The betting company had anticipated some decline in digital profits, due to increased marketing costs and withdrawal from certain international markets, but revealed in a profit warning last month that the decline had been “exacerbated” by delays in the delivery of certain technology projects.
One of the delayed IT projects was the transfer of all customers to a new website by the Euro 2012 football tournament, which took place in June. The migration was postponed due to negative feedback.
In the company’s financial results for the half year ended 30 June 2012, Ladbrokes chief executive Richard Glynn said today: “During Q4 we will deliver our new sportsbook, and begin the subsequent migration of all active customers [continuing into Q1 2013]. Our new mobile platform, which is reliant on the same technology, will then follow.”
Ladbrokes plans to begin beta testing its new mobile platform during the first quarter of 2013, and expects to migrate customers once the testing is complete. Furthermore, it hopes to deploy a new active data warehouse, currently being used by its traders, to its marketing team by the end of the year, saying that the improved analytics will give its marketing staff a single, cross-channel and cross-product view of all transactional data.
“The active data warehouse, now in use to underpin our new trading fieldbook, will be deployed further in Q4, providing enhanced analytics to our marketing teams. This then facilitates the subsequent development of our customer relationship management (CRM) capabilities,” Glynn said.
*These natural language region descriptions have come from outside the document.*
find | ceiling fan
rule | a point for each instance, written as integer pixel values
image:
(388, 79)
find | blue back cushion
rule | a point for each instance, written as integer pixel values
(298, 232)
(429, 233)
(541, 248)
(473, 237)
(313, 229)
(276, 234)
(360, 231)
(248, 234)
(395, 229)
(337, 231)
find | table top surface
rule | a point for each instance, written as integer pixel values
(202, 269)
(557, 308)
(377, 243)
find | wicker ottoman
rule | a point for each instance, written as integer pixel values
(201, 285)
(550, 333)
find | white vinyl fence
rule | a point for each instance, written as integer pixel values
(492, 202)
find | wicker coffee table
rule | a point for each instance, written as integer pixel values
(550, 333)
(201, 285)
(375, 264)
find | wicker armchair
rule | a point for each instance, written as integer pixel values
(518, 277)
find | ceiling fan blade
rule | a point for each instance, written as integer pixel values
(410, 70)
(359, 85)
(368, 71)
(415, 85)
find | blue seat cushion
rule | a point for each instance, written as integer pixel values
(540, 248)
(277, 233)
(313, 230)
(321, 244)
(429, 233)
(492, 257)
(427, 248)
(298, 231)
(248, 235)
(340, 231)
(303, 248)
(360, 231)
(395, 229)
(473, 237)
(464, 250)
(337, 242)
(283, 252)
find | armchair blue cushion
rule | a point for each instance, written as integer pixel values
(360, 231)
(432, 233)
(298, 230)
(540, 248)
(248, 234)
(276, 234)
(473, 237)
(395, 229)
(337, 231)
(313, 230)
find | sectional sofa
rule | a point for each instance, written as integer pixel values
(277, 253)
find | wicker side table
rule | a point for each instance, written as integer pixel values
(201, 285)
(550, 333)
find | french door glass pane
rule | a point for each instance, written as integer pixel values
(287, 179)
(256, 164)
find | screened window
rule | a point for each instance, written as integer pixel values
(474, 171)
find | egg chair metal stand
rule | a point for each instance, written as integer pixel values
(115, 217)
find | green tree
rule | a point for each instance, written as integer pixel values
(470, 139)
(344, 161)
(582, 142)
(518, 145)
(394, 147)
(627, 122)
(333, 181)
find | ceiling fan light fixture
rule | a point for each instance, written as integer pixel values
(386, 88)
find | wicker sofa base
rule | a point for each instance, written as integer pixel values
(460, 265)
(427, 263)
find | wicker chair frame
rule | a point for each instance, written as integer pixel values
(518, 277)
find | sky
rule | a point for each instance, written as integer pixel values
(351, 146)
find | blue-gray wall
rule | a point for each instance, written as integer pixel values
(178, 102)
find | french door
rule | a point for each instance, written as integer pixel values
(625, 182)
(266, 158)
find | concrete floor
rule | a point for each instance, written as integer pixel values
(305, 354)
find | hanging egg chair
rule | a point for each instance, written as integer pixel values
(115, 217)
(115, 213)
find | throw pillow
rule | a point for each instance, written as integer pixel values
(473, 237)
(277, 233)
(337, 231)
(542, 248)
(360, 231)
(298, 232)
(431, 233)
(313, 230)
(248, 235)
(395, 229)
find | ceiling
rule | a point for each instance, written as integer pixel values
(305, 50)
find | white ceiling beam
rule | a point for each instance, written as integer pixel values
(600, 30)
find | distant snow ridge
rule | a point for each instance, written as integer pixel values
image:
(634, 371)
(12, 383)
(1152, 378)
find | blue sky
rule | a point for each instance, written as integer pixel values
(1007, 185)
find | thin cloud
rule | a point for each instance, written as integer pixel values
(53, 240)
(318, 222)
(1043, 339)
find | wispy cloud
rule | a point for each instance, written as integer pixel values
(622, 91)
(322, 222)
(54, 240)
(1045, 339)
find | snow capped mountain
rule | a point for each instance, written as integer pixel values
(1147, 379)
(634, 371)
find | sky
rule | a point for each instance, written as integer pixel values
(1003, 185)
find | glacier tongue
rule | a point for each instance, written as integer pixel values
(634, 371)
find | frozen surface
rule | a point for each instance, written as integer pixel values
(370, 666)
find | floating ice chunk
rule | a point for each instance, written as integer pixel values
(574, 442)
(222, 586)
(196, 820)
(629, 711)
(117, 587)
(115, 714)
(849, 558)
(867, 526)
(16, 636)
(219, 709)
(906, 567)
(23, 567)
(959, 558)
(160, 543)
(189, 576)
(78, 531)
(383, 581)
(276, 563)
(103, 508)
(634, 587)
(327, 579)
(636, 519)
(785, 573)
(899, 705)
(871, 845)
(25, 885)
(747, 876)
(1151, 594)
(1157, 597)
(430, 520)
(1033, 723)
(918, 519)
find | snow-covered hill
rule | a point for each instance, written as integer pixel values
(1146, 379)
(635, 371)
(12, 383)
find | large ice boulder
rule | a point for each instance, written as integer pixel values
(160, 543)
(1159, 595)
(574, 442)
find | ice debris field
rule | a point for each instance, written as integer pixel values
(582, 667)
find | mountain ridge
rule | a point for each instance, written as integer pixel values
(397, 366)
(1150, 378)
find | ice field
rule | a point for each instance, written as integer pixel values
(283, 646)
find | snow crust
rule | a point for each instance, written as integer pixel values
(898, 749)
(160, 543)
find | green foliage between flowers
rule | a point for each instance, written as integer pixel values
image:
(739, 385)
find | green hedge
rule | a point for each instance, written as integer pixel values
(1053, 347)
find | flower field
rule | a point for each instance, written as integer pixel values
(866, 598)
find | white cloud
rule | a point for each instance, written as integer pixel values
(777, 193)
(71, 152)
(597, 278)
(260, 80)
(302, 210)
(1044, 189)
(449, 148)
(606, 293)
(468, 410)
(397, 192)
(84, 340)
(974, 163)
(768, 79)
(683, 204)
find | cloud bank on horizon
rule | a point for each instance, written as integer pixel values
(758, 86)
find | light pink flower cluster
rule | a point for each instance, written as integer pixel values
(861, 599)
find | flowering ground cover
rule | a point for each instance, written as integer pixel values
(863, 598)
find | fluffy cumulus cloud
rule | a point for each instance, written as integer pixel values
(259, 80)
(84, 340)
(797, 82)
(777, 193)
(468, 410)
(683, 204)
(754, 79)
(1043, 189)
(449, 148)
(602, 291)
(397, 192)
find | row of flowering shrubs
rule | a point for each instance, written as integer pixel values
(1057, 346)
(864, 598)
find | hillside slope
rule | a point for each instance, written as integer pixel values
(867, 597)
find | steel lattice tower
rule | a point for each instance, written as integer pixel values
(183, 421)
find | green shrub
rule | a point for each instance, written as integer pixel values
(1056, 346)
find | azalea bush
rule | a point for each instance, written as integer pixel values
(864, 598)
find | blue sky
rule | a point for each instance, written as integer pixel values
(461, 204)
He added: “We will also extend the use of recent enhancements in our trading systems to cover further core sporting products. We remain confident that a combination of these developments, together with continued improvements to CRM throughout 2013, will allow us to grow our digital business significantly.”
Ladbrokes also re-confirmed that its digital profits had nearly halved since last year, standing at £15 million for the first half of 2012, down 49.5 percent from £29.7 million.
Despite the poor performance in its digital business, the company’s overall group revenue and operating profit grew by 8.4 percent and 11 percent, respectively.
Meanwhile, the company has appointed its IT director Mark Grimes to its board after the resignation of digital executive Richard Ames.
Ames, who was head of product responsible for IT and trading at Ladbrokes, resigned as a director of the company yesterday (1 August).
“Director of IT Mark Grimes will join the executive committee to ensure technology delivery is given increased profile and scrutiny,” Ladbrokes said.